В это время в залу снова вошел капитан Мак-Ивор.
— Вам, может быть, неизвестно, господа, — обратился он к нашим приятелям, — что Нарайян Суами обвиняется в государственном преступлений, что он скрывался от кары закона и что его голова оценена? Но во всяком случае мне очень жаль, что эта сцена разыгралась на ваших глазах. Заверяю вас, я не мог поступить иначе. Вы, кажется, в момент ареста, читали вместе индийскую рукопись? От души жалею, что помешал вашим занятиям. К несчастью, обязанности солдата не всегда бывают приятны. Я все-таки позволяю себе надеяться, что вы не будете против того, чтобы я и мои солдаты провели ночь в этом здании.
— Помилуйте, мистер Мак-Ивор, сколько мы могли заметить, вы действуете здесь, как полный хозяин, — сказал насмешливо Авдей Макарович, — кажется, именно от вас зависит, — запереть ли нас здесь в тесной блокаде или предоставить свободу… провести ночь под открытом небом, в приятном соседстве с тиграми.
— Не говорите о блокаде, мистер Сименс, прошу вас! Конечно, вы можете думать о нас, что вам угодно, но смею вас уверить, что если бы не была ночь и если бы в этой трущобе можно было найти другое помещение, я минуты не позволял бы моим солдатам стеснять вас своим присутствием. Но обстоятельства таковы, что волей неволей приходится быть навязчивым.
Мак-Ивор проговорил эту тираду так искренно и так было видно, что ему действительно неприятно стеснять русских путешественников, что сердце Андрея Ивановича растаяло.
— Вы нас нисколько не стесняете, мистер Мак-Ивор, — сказал он. — Конечно, нам очень неприятен арест мистера Нарайяна, но вы исполнили только свою обязанность. Мы против вас ничего не имеем.
Капитан Мак-Ивор просиял.
— Мистер Сименс, надеюсь, вы того же мнения? — спросил он, обращаясь к профессору.
— Совершенно, мистер Мак-Ивор.
— В таком случае, господа, позвольте вас просить сделать мне честь отужинать вместе со мною? Ведь в этой браминской трущобе, кроме риса, коровьего масла и воды ничего не сыщешь… А у меня найдется довольно сносная ветчина, кусок жареной баранины и бутылки две-три хересу и виски.
Наши друзья переглянулись.
— От души принимаем ваше предложение, — сказал весело профессор, — но с тем условием, чтобы вы позволили нам завтра, в свой черед, угостить вас завтраком.
— С удовольствием, сэр, с большим удовольствием… Но как же так? Значит вы, господа, сумели найти здесь съестные припасы? Это делает честь вашей опытности и… и предприимчивости… Это вообще трудная статья… Ну-с, а теперь позвольте вас, господа, оставить на несколько минут.
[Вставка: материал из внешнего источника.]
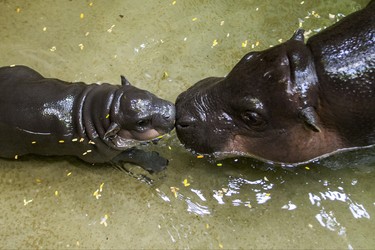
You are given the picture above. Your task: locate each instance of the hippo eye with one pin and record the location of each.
(253, 119)
(143, 123)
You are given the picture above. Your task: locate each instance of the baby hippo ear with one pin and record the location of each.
(309, 116)
(298, 35)
(112, 130)
(124, 81)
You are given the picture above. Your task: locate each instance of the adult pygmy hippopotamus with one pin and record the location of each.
(291, 103)
(97, 123)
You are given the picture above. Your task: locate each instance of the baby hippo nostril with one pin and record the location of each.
(170, 114)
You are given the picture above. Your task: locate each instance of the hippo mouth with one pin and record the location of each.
(126, 139)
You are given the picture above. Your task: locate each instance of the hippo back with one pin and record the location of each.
(344, 56)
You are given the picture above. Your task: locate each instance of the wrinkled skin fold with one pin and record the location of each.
(291, 103)
(96, 123)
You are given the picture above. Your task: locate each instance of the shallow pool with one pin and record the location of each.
(165, 47)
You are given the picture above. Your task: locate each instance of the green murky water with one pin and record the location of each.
(166, 46)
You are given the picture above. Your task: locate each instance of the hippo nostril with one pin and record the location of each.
(185, 122)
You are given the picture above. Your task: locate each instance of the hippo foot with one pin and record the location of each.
(150, 161)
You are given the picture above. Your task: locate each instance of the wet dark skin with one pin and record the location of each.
(291, 103)
(97, 123)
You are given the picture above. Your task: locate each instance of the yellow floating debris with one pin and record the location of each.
(165, 75)
(25, 202)
(174, 190)
(214, 43)
(186, 183)
(104, 219)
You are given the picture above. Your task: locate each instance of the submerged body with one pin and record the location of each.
(290, 103)
(97, 123)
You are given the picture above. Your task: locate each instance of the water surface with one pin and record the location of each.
(165, 47)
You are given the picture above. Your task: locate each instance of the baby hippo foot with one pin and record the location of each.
(150, 161)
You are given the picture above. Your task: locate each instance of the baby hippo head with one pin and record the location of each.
(138, 115)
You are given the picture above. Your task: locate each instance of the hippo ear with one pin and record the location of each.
(124, 81)
(112, 130)
(298, 35)
(309, 116)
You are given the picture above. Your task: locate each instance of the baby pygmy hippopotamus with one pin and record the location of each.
(98, 123)
(290, 103)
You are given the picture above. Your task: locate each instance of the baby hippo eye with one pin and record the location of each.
(253, 119)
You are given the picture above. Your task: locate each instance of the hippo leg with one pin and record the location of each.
(150, 161)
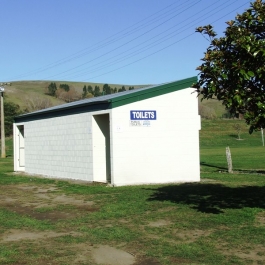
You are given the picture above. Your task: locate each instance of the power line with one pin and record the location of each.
(152, 44)
(107, 41)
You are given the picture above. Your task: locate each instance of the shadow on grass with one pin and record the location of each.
(211, 198)
(224, 169)
(213, 166)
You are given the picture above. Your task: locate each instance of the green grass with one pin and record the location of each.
(220, 220)
(18, 92)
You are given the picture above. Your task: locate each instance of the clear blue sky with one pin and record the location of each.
(108, 41)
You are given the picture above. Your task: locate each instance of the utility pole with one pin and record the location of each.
(3, 142)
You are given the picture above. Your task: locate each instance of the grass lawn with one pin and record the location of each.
(220, 220)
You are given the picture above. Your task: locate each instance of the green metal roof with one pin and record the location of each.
(108, 101)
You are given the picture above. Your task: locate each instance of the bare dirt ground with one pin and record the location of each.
(26, 200)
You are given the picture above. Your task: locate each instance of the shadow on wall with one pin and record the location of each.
(211, 198)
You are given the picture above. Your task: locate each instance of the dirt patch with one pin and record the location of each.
(107, 255)
(190, 236)
(44, 203)
(159, 223)
(18, 235)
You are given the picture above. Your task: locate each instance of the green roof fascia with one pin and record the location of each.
(153, 92)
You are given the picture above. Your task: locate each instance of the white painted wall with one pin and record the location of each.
(60, 147)
(167, 151)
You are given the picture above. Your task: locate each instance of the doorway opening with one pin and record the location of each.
(21, 147)
(101, 148)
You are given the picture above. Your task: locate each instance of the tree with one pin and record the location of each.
(106, 89)
(37, 103)
(84, 92)
(233, 68)
(52, 89)
(65, 87)
(90, 90)
(97, 91)
(122, 89)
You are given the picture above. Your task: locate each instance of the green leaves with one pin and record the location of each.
(233, 66)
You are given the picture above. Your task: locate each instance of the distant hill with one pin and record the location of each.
(20, 92)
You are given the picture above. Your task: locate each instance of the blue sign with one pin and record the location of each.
(143, 114)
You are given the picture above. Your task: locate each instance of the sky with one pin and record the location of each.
(130, 42)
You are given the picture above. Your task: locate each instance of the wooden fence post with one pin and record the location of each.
(229, 160)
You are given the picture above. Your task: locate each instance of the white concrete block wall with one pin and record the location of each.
(60, 147)
(167, 151)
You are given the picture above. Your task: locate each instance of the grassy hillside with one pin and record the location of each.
(18, 92)
(248, 153)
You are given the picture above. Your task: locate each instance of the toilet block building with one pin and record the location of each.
(141, 136)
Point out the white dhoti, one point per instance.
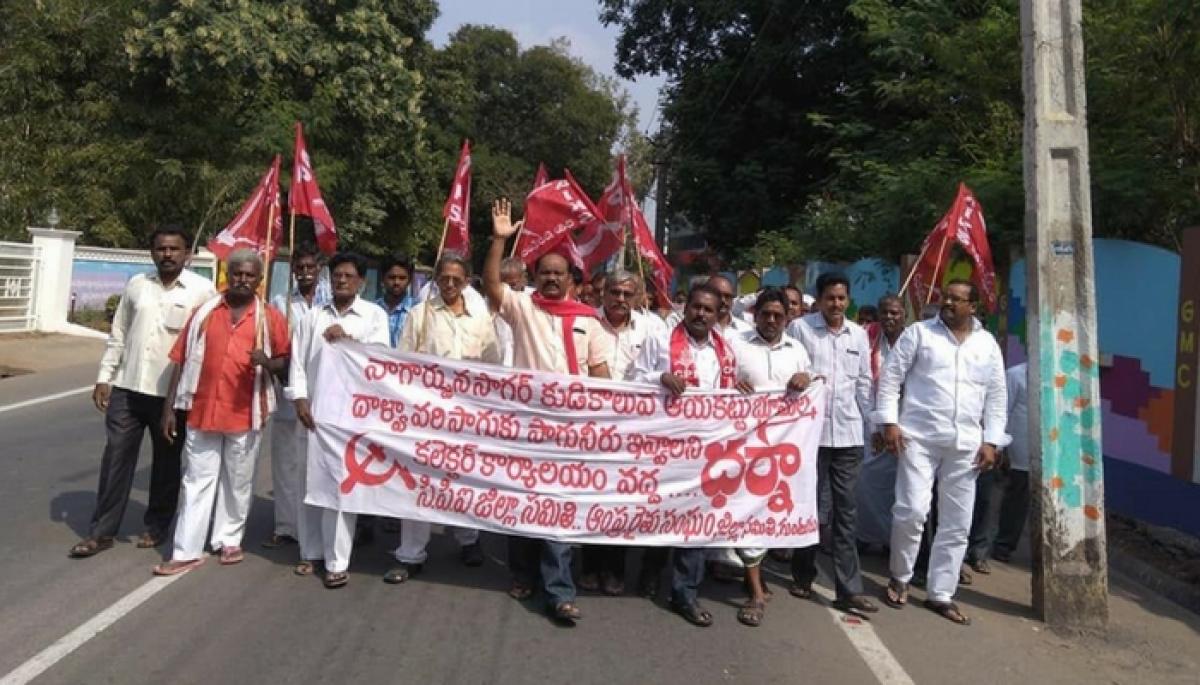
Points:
(954, 472)
(414, 538)
(287, 475)
(219, 482)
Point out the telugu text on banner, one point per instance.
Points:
(562, 457)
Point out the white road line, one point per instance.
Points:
(47, 398)
(94, 626)
(864, 640)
Я пойду распоряжусь насчет ужина.
И капитан Мак-Ивор торопливо вышел из залы.
Профессор быстро вскочил со стула и несколько времени, молча, бегал взад и вперед по комнате, немилосердно теребя себя за бороду. Наконец он снова подошел к Андрею Ивановичу.
— А что, коллега, — начал он конфиденциальным тоном, садясь около Грачева, — какой суммою вы можете свободно располагать?
— Около 60.000 ф. ст. в Калькуттском банке, — так же конфиденциально отвечал Андрей Иванович.,
Авдей Макарович тихонько свистнул и с видом удовольствия потер себе руки.
— Значит, вы утилизировали свои алмазы? — спросил он снова.
— Еще тогда же. Только не все. Много осталось.
— Поздравляю. В таком случае носа вешать нам незачем.
— Вы думаете?
— Конечно. Надо освободить Нарайяна.
— При помощи денег?
— Неукоснительно. Какой суммы вам не жаль?
— Да хоть все возьмите, только выручите.
Авдей Макарович обнял и расцеловал Андрея Ивановича.
— Ну, голубчик, — сказал он, окончив эту церемонию, — так я пойду орудовать.
И, почти бегом, профессор скрылся из залы.
Он тотчас же отыскал обладателя рыжих бак. Этот последний сидел за бутылкой виски в углу проходной комнаты. Товарищи его в соседней каморке дежурили около связанного Нарайяна.